Should an Index Be Added for a Monthly Query in MySQL?

indexMySQLoptimization

Concretely, is it worth it to add an index to a query that scans the table of a mysql database,
even if that index would only be used once a month?

For example, having a users a table and then querying for all the users of a certain type.

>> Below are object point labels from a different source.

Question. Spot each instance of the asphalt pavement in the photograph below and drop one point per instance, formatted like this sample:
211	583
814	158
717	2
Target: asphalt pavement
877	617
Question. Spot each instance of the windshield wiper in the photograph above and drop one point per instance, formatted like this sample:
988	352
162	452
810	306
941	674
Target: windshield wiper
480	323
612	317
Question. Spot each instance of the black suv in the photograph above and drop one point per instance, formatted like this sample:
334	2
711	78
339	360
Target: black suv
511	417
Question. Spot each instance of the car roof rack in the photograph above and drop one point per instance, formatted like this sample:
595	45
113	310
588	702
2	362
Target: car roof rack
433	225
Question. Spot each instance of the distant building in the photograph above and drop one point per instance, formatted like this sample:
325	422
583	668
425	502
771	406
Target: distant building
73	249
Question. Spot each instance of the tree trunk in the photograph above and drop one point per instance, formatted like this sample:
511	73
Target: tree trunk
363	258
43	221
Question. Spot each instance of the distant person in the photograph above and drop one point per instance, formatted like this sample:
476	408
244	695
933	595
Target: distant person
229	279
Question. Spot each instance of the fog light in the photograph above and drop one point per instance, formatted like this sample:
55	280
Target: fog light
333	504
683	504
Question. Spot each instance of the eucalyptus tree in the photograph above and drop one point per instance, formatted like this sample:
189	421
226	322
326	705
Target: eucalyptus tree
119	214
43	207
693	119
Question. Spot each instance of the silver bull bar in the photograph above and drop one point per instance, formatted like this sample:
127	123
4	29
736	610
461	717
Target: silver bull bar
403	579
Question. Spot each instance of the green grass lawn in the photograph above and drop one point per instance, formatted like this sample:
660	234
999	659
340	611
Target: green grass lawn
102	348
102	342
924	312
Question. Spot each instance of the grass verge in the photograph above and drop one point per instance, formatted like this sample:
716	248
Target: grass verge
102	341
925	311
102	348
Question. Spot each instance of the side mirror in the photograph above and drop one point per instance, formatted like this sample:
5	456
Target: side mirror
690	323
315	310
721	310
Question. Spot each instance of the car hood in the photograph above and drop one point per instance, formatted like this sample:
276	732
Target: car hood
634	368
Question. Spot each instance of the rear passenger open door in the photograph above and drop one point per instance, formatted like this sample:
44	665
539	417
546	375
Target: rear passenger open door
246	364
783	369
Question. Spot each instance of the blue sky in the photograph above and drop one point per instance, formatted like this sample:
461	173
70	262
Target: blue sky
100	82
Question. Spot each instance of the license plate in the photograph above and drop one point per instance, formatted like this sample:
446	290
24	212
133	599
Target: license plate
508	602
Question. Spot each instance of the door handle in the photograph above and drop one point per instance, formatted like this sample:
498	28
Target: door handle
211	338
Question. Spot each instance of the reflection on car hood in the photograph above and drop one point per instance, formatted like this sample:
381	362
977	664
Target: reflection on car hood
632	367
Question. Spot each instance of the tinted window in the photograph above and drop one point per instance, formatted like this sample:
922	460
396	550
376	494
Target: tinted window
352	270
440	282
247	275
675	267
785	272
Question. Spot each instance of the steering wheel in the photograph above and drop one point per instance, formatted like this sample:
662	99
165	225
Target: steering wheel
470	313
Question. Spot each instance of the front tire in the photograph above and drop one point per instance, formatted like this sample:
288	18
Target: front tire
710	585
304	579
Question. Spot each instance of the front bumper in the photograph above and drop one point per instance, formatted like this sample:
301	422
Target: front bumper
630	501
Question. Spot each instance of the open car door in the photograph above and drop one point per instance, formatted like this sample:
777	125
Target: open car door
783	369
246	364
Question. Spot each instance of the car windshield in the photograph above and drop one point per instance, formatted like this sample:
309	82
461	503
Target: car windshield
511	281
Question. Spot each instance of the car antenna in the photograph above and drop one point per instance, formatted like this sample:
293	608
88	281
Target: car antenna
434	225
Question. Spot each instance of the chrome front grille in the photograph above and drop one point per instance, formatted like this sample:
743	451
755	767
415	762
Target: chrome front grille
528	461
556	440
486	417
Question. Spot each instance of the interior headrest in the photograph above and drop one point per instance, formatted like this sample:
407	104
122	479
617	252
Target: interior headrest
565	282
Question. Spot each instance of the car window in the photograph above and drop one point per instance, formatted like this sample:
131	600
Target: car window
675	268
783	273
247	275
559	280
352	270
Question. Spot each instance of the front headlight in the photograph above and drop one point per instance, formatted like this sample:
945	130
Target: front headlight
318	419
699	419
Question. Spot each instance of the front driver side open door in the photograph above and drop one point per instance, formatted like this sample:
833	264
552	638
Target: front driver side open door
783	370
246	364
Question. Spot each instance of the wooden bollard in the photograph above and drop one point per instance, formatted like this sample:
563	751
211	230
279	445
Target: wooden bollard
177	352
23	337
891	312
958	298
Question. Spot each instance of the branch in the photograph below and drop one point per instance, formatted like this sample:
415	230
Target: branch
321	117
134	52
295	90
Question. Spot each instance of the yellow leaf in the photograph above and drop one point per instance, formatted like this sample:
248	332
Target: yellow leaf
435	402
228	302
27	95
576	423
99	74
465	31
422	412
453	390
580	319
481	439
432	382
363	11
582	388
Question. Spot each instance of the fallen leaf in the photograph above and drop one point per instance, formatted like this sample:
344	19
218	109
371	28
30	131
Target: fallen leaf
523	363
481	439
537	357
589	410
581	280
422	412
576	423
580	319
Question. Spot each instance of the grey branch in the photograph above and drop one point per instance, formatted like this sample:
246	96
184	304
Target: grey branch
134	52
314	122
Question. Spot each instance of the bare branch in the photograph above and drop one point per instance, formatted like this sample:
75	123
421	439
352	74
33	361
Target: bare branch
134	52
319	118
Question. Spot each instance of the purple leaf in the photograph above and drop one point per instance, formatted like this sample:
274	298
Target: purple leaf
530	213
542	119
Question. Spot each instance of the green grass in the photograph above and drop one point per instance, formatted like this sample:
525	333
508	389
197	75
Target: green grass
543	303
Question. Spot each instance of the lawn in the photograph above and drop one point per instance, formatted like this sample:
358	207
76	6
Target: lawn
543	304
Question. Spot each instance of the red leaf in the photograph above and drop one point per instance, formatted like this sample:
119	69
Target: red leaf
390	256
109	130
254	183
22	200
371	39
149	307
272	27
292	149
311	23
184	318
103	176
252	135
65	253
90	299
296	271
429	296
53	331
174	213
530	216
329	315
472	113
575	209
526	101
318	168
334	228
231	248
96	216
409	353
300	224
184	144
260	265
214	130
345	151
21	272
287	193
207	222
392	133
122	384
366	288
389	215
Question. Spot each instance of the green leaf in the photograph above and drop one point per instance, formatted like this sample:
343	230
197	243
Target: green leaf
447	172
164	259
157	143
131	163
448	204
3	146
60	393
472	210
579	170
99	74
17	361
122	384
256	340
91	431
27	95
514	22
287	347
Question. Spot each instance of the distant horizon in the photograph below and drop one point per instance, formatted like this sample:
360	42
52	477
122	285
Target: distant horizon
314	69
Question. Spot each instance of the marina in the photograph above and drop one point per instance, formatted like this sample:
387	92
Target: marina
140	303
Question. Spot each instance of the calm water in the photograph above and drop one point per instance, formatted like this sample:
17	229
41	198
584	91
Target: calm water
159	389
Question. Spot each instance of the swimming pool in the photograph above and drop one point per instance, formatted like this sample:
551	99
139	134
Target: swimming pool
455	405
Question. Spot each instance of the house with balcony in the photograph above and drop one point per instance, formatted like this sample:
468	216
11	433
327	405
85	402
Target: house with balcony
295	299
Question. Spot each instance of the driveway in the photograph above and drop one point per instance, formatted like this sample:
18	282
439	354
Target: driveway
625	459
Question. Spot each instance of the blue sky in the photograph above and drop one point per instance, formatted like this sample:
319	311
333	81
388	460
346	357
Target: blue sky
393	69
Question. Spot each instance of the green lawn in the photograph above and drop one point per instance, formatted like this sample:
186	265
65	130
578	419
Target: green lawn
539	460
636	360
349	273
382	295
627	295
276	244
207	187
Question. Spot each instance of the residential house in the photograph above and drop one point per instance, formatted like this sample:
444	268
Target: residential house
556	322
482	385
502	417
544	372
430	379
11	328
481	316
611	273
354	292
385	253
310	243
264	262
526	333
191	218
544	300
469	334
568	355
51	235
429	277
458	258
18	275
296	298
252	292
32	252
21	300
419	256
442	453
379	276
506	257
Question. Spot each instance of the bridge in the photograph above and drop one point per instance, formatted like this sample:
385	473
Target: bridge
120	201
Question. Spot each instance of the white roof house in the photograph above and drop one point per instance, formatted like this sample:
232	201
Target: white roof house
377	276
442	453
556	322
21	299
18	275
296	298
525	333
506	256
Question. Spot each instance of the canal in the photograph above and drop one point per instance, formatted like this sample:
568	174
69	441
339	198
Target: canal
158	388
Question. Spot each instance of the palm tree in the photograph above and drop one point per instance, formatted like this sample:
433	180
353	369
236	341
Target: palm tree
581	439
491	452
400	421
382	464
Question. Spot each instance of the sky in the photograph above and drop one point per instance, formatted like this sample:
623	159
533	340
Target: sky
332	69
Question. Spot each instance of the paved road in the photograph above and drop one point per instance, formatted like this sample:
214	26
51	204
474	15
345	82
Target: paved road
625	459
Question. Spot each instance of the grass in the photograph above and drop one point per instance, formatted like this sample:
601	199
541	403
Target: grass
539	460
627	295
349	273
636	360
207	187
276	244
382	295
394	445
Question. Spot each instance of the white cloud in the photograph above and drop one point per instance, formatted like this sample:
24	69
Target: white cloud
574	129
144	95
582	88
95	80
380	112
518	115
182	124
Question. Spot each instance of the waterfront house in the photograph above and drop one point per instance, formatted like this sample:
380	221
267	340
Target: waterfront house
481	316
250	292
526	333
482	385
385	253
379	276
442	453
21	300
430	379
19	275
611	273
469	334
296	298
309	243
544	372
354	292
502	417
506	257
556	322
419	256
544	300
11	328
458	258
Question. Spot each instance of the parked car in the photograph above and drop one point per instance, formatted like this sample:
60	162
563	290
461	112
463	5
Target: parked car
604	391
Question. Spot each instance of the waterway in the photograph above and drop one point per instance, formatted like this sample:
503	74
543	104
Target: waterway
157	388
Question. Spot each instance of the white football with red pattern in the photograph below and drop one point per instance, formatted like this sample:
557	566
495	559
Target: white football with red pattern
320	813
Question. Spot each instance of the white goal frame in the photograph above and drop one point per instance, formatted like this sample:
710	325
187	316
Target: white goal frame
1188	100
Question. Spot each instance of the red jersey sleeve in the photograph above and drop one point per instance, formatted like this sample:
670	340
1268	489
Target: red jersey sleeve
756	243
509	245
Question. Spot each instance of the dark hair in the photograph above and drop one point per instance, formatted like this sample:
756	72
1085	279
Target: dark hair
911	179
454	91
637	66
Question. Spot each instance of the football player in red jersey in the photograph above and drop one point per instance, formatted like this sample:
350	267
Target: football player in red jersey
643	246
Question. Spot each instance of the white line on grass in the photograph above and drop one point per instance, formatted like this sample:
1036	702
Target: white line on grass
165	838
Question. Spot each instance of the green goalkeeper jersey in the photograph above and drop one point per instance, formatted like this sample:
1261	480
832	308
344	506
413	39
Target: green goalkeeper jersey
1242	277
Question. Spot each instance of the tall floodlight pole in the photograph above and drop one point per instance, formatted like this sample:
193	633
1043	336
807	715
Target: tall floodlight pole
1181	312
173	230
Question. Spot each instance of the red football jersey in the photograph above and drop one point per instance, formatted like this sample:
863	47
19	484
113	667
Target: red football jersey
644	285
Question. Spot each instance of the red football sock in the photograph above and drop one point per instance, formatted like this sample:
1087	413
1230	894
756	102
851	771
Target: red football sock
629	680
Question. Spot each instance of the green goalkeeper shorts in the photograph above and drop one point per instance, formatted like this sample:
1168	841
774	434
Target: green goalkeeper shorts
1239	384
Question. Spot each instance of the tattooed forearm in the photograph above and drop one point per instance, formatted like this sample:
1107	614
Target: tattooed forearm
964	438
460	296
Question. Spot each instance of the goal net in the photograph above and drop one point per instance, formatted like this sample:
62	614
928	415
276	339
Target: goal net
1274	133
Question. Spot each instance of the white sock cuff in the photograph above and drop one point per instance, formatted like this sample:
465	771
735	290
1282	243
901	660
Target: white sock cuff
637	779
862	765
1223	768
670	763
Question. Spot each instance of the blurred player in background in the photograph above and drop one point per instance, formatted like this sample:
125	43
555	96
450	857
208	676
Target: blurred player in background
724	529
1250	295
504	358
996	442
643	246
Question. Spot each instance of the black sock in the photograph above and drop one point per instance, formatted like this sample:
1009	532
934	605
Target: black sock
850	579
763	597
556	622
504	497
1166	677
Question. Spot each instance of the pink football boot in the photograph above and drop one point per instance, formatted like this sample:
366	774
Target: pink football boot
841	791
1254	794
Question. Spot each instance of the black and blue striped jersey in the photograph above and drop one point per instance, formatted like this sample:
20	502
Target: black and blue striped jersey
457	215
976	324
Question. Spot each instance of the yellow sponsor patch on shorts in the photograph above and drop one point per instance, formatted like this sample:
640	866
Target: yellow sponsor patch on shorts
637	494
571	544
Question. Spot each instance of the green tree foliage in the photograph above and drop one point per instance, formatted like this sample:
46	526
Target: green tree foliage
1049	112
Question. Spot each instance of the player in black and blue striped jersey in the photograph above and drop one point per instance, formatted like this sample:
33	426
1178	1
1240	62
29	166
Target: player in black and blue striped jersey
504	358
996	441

EXPLAIN SELECT type FROM users WHERE type in (1,3);

+----+-------------+------------------+------+---------------+------+---------+------+--------+-------------+
| id | select_type | table            | type | possible_keys | key  | key_len | ref  | rows   | Extra       |
+----+-------------+------------------+------+---------------+------+---------+------+--------+-------------+
|  1 | SIMPLE      | users            | ALL  | NULL          | NULL | NULL    | NULL | 1000685 | Using where |
+----+-------------+------------------+------+---------------+------+---------+------+--------+-------------+

Best Answer

Here is one sure way to know if an index is worth it:

Run these queries:

SELECT type,COUNT(1) indtypecount FROM users GROUP BY type WITH ROLLUP; 
SELECT COUNT(DISTINCT type) typecount FROM users GROUP BY type WITH ROLLUP; 

This query will give you the count of each type (indtypecount aka individual typecount) and the table count as the last row.

If indtypecount is more than 5% of the rowcount of the whole table, the MySQL Query Optimizer will ignore any index no matter how many times you run ANALYZE TABLE.

If your table is huge and the indtypecount for a type is less than 5%, an index scan is better than a full table scan anyday.

If typecount (cardinality of type) is something ridiculously small, this is all a moot point. Indexing values such as gender (M,F), day of week, active status, and marital status would produce indexes that resemble monster link lists of types that the MySQL Query Optimizer would find totally useless and, thus, space wasted.

If the running time of once-a-month queries is not a concern, indexing or not is strictly your personal choice.